We have moved the artists up in part from animation to puppeteering (mocap). The next step is to move up to directing.
Allow the artist to interact with scene objects/characters as a director would. This requires what I used to refer to as "intelligent objects" back in the 80's. You would give directions and the object would figure out what it needed to do and how it would move.
So there would be a higher level of conversation with the 3D entities than "Set rotation keyframe."
Mocap requires a pretty significant amount of manual cleanup. The VFX industry is not a fan of Andy Serkis's bragging, to say the least. =P
I was extremely impressed with this motion matching presentation from GDC 2016. It blew folks away at the time. That said it hasn't really taken off everywhere AFAIK. Although it's definitely used in places (sports games!) https://www.gdcvault.com/play/1023280/Motion-Matching-and-Th...
I guess I like the idea of "directing". But in terms of pure practicality I'm very skeptical. What does the directing toolset look like assuming we don't have full blown AGI? That's tough. And I'm not super bullish on AI for this type of thing. Although I've been consistently surprised by ML capabilities over the last year. So in 3 years I'll probably say "oh yeah it was obvious that ML could do that..."
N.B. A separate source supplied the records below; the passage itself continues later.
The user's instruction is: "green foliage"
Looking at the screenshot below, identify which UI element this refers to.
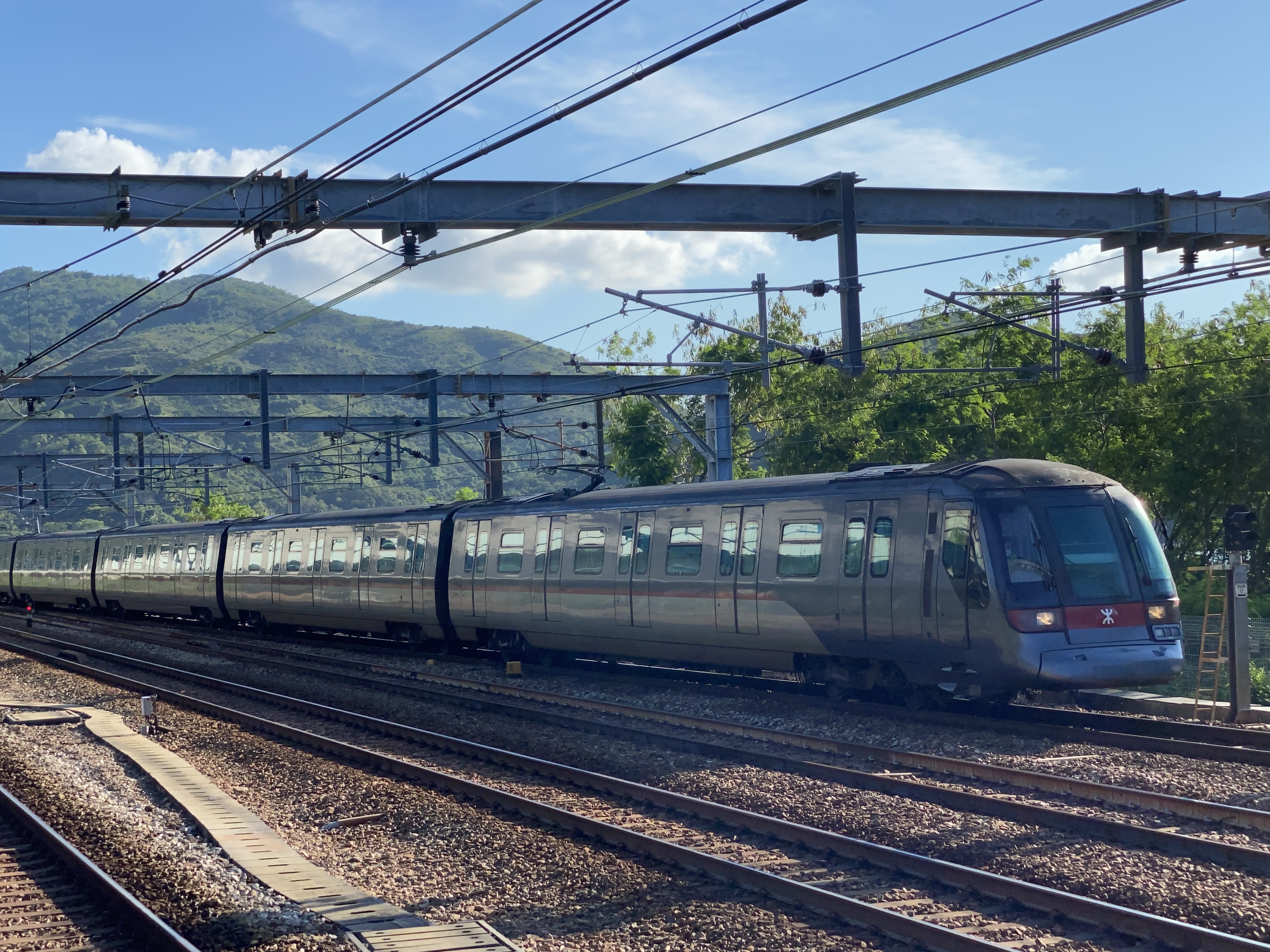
[173,492,267,522]
[604,397,676,486]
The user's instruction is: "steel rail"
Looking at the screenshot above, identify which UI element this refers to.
[0,632,1270,952]
[0,786,198,952]
[20,621,1270,832]
[10,630,1270,873]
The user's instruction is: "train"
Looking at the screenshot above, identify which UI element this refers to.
[0,460,1182,705]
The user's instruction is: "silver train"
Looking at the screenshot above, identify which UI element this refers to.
[0,460,1182,700]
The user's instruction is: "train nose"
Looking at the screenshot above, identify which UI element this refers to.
[1036,641,1182,690]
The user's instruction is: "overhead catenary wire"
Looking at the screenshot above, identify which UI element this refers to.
[0,0,542,302]
[0,0,629,381]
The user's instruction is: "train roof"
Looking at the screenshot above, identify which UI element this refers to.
[0,460,1119,540]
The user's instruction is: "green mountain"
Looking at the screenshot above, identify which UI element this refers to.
[0,268,589,529]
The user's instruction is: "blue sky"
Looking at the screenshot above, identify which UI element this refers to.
[0,0,1270,369]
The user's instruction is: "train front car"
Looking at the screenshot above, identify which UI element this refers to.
[960,460,1182,694]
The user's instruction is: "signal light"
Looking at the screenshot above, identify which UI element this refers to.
[1222,505,1260,552]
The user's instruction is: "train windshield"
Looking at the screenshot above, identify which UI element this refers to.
[1111,489,1177,598]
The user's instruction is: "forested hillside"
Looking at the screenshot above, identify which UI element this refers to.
[0,268,584,525]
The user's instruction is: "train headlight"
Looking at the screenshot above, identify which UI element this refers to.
[1006,608,1067,631]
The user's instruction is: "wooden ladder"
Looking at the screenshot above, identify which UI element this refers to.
[1186,565,1229,721]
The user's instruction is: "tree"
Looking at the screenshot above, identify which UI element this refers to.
[173,492,266,522]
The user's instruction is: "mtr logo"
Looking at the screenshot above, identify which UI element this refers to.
[1064,602,1147,631]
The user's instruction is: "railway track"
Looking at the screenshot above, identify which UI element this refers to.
[0,627,1270,952]
[17,626,1270,875]
[0,787,198,952]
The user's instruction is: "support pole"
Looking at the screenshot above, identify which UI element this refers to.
[485,430,503,499]
[111,414,123,489]
[424,371,441,466]
[260,369,269,470]
[838,171,865,377]
[751,274,772,387]
[1045,278,1063,380]
[1226,552,1252,723]
[596,400,604,470]
[1124,242,1147,383]
[287,463,300,515]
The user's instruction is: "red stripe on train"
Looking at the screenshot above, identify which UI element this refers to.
[1063,602,1147,628]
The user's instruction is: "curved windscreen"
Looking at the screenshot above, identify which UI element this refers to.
[1111,490,1177,598]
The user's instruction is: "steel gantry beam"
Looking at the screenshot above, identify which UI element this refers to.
[0,171,1270,247]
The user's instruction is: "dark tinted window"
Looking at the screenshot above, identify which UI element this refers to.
[1045,505,1129,599]
[666,525,702,575]
[776,522,823,578]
I see this as a long-term approach which will improve over time. Mocap can play a part, as can AI -- though I'm no expert in it, it's hard to argue with the results produced by tools such as Midjourney -- and other techniques.
The key point is tackling the animation "problem" from a new vantage point, as opposed to having an interface based on numerical interpolation as the final solution.
That makes sense in a video game sense; games like Fifa (or whatever it was called recently) have pushed dynamic animations forward by a lot, first by being able to transition seamlessly from one animation to the next, most recent one with volumetric caputure, so they can make 3d animated characters just from multi angle video footage.
But in that one, the player pushes a button and the character moves accordingly, picking natural movements and combining / merging them into something that looks pretty natural. I don't think that'll be useful in close-ups, but can be for e.g. crowds or wider angle shots.
The idea would be to cherry pick simpler cases, such as crowds and "background" actors. Hero shots and closeups would evolve over time as the techniques improved.
One advantage of authoring cinematics as opposed to games is the lack of a requirement for real-time interaction. The cinematic sequence can take a few seconds and analyze/plan accordingly.
Allow the artist to interact with scene objects/characters as a director would. This requires what I used to refer to as "intelligent objects" back in the 80's. You would give directions and the object would figure out what it needed to do and how it would move.
So there would be a higher level of conversation with the 3D entities than "Set rotation keyframe."